🤖 AI Summary
Current structure-based drug design (SBDD) methods typically treat molecular graphs (discrete modality) and 3D coordinates (continuous modality) separately, neglecting their intrinsic multimodal coupling and causal dependencies—thereby compromising the chemical validity and binding efficacy of generated molecules. To address this, we propose the first causally aware hybrid-modal generative framework that jointly models graph topology and 3D conformation, explicitly enforcing inter-modal causal constraints. Our approach innovatively integrates an autoregressive Transformer for graph generation with a 3D diffusion model for coordinate sampling, and introduces a protein–ligand hybrid sequence encoding scheme to ensure causal alignment across modalities. Evaluated on the CrossDocked2020 benchmark, our method achieves state-of-the-art performance, outperforming all existing approaches in molecular validity, conformational diversity, and consistency with docking affinity predictions.
📝 Abstract
Structure-based drug design (SBDD) is a critical task in drug discovery, requiring the generation of molecular information across two distinct modalities: discrete molecular graphs and continuous 3D coordinates. However, existing SBDD methods often overlook two key challenges: (1) the multi-modal nature of this task and (2) the causal relationship between these modalities, limiting their plausibility and performance.

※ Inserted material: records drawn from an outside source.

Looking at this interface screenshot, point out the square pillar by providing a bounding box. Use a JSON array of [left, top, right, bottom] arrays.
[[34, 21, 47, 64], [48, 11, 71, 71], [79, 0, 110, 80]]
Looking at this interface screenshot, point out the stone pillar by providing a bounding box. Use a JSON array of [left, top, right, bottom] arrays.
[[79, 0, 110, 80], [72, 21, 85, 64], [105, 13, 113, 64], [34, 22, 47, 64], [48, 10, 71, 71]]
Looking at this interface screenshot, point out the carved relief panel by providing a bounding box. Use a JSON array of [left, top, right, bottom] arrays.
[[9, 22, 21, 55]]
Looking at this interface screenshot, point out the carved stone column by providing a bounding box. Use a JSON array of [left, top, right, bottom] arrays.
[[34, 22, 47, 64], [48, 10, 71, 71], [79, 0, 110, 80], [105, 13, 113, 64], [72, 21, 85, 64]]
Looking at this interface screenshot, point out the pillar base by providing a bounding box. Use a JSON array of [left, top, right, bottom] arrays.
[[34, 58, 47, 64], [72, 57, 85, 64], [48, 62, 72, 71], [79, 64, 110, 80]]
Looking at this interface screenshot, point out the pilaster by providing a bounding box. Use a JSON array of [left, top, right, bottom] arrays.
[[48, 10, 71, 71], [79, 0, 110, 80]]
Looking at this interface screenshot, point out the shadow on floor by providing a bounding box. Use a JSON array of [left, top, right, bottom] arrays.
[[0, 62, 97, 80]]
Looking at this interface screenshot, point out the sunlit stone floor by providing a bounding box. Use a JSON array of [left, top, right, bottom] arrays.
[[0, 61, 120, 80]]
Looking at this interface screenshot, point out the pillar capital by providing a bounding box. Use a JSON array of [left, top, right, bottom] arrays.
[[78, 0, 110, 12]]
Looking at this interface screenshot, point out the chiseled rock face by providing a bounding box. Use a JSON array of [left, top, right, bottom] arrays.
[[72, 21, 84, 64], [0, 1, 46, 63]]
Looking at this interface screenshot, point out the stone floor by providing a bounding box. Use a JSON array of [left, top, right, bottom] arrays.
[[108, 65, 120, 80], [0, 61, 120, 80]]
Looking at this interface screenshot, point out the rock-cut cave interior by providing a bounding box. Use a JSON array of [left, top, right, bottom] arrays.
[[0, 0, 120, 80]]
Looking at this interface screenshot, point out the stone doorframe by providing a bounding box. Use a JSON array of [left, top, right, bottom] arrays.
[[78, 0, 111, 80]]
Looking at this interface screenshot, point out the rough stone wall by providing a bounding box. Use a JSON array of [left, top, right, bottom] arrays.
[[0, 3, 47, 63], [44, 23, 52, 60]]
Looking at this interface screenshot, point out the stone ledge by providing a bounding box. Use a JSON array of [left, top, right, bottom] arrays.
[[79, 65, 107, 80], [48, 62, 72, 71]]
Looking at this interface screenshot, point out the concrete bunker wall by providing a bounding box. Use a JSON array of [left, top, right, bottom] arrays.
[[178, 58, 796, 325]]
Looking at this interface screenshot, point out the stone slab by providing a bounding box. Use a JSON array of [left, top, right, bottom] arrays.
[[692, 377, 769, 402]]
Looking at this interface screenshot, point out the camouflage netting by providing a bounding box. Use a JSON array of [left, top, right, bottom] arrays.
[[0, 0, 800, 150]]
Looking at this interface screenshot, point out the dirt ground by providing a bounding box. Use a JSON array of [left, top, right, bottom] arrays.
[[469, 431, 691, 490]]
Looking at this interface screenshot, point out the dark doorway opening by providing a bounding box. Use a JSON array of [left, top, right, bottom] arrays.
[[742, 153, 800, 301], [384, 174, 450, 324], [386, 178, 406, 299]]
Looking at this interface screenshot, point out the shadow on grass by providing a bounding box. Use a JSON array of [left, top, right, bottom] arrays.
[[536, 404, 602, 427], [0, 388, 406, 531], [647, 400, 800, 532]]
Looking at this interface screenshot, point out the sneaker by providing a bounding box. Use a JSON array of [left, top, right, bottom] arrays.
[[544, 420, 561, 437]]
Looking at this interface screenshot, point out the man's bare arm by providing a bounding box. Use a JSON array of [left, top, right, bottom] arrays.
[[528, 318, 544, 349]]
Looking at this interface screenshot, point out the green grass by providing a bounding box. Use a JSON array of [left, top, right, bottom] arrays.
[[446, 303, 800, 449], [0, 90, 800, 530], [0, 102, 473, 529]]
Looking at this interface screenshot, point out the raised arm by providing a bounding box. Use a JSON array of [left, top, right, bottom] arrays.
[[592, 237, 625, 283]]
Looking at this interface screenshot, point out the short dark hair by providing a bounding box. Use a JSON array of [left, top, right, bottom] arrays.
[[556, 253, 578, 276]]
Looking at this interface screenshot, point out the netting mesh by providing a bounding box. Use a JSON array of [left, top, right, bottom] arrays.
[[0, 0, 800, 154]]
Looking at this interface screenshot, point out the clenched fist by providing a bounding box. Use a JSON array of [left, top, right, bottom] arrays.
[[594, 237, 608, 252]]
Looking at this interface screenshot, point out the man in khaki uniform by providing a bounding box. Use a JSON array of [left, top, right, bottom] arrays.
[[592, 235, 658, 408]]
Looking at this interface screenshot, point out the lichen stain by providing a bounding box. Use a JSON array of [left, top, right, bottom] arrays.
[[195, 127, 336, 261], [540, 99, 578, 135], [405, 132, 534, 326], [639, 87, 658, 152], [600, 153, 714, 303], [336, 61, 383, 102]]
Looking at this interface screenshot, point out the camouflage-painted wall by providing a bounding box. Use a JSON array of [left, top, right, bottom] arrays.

To address both challenges, we propose TransDiffSBDD, an integrated framework combining autoregressive transformers and diffusion models for SBDD. Specifically, the autoregressive transformer models discrete molecular information, while the diffusion model samples continuous distributions, effectively resolving the first challenge. To address the second challenge, we design a hybrid-modal sequence for protein-ligand complexes that explicitly respects the causality between modalities. Experiments on the CrossDocked2020 benchmark demonstrate that TransDiffSBDD outperforms existing baselines.